Atomic attempts #282

leios · 2022-01-11T13:34:12Z

This is a draft of an atomic update to Kernelabstractions.

I plan to put everything we need in the atomics.jl file (and corresponding CUDAKernels file); however, I cannot really test ROCM, so I might need to leave that to someone else.

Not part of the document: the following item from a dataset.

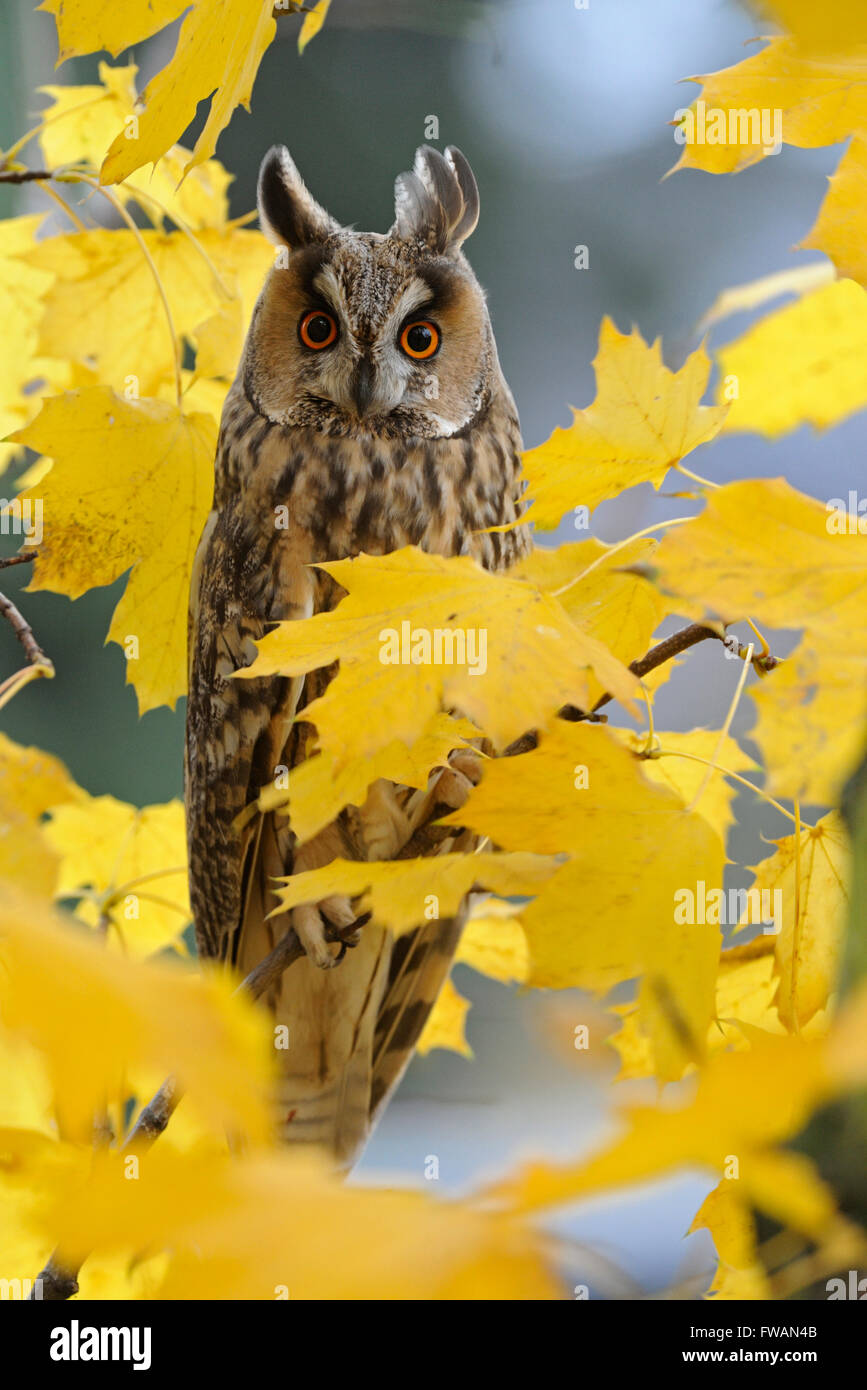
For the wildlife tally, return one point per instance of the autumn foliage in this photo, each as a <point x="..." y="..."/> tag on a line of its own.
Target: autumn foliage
<point x="131" y="335"/>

Current roadmap (to be worked on throughout the week):

Implement all atomic primitives (I am failing at remembering the actual work here, but these are things like add, sub, inc, etc...) such that we have parity with CUDA.atomic_* calls. Docs here: https://cuda.juliagpu.org/stable/api/kernel/#Atomics. Right now, I am directly calling the CUDA atomics and then using atomics on pointers for the CPU. I think this will work for all primitives, but might be wrong. Info about CPU atomics: https://gist.github.com/vtjnash/11b0031f2e2a66c9c24d33e810b34ec0#new-intrinsics-for-ptrt
Implement tests for each primitive, following CUDA: https://github.com/JuliaGPU/CUDA.jl/blob/master/test/device/intrinsics/atomics.jl
Add docs. Note that some of the atomic primitives only work on certain types (my GPU cannot do Float64 atomic add, for example), so we need to mention this (and maybe provide a clearer error than CUDA?).
Add example. Thinking simple shared mem histogram with atomics.
Add @atomic macro (along with docs, etc). This is on a separate point because I might not do it for this PR. On the GPU, I think we can pull the @atomic macro directly, but no such feature exists on the CPU (so far as I am aware). We can look for inspiration for the CPU implementation from the CUDA @atomic macro definition: https://github.com/JuliaGPU/CUDA.jl/blob/master/src/device/intrinsics/atomics.jl, but that is tagged as "experimental" for now.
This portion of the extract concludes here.